Final Note: (This is my favorite part and the reason I included the photo of Bob’s truck and store in this post.)  Bob and Marilyn had a 1951 Chevrolet they traded in for the 1949 Chevy truck plus $500 which they used to start their Felton business in 1953. (See photos)

Miller's Refrigeration and Appliance Service, 1950's Courtesy Miller Family.

Miller’s Refrigeration and Appliance Service, 1950’s Courtesy Miller Family.

Bob and Marilyn Miller 60th Wedding Anniversary Courtesy Miller Family

Bob and Marilyn Miller 60th Wedding Anniversary Courtesy Miller Family

This entry was posted in 1955 Flood, Baseball, Capt. Ed's Boyland, Dance Hall, Felton Grove History, Interviews, San Lorenzo River and tagged , , . Bookmark the permalink.

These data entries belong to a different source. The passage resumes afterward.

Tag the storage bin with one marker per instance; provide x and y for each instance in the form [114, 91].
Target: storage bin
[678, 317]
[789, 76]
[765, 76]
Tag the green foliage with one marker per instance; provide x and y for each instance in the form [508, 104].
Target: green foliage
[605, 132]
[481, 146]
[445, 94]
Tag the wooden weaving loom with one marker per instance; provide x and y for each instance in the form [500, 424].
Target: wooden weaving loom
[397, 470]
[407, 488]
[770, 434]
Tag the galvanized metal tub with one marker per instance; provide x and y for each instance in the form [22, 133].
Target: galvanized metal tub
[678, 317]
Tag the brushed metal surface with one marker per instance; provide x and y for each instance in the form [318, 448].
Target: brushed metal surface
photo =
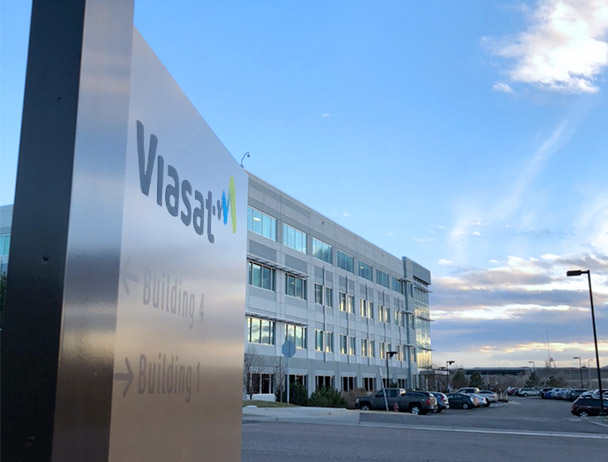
[85, 368]
[57, 354]
[158, 414]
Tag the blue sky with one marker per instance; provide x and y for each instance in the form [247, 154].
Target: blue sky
[470, 136]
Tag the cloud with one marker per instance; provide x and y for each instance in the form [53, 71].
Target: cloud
[502, 88]
[564, 48]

3 Responses to Interview: Bob and Marilyn Miller, 1955 Flood (and more)

  1. vickiwees says:

    These stories and the 2 photos are wonderful!

  2. Lawrence says:

    So I suppose most of the houses in the floodway were built after the 1955 flood?
    How was this ever allowed? I know the grove is a beautiful place, but it would have been better to leave it a campground. I think most of the bacteria in the San Lorenzo river (and Santa Cruz’s water supply) originates from the grove…

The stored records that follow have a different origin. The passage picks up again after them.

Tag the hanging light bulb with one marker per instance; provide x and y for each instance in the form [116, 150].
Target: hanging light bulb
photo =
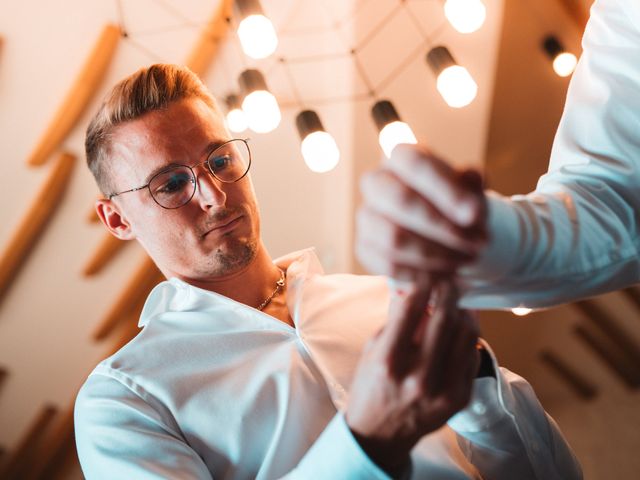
[454, 82]
[259, 104]
[564, 63]
[257, 35]
[466, 16]
[236, 119]
[393, 131]
[319, 149]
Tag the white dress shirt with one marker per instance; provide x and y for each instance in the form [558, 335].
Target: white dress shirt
[212, 388]
[577, 234]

    It was a truly gorgeous campground!

  3. vickiwees says:

    Hi Lawrence, The Environmental Health Dept. has said that the San Lorenzo River is in large part polluted by septic systems (some faulty) along the river, creeks, streams and seasonal drainage/run-off paths that all feed into the river from Boulder Creek to Santa Cruz. The U.S. has many ocean, lake and riverfront developments in flood plains. Felton Grove has been restricted from further development for many years. Fortunately, improved septic systems are now being installed locally in our sensitive areas.
    The 1955 flood was the worst on record. I’ve heard it was called a “100 year flood”. The smaller floods were easier to recover from and some homes were built a few feet above ground level so flood problems were not as severe.
    You’re right. It was a truly gorgeous campground.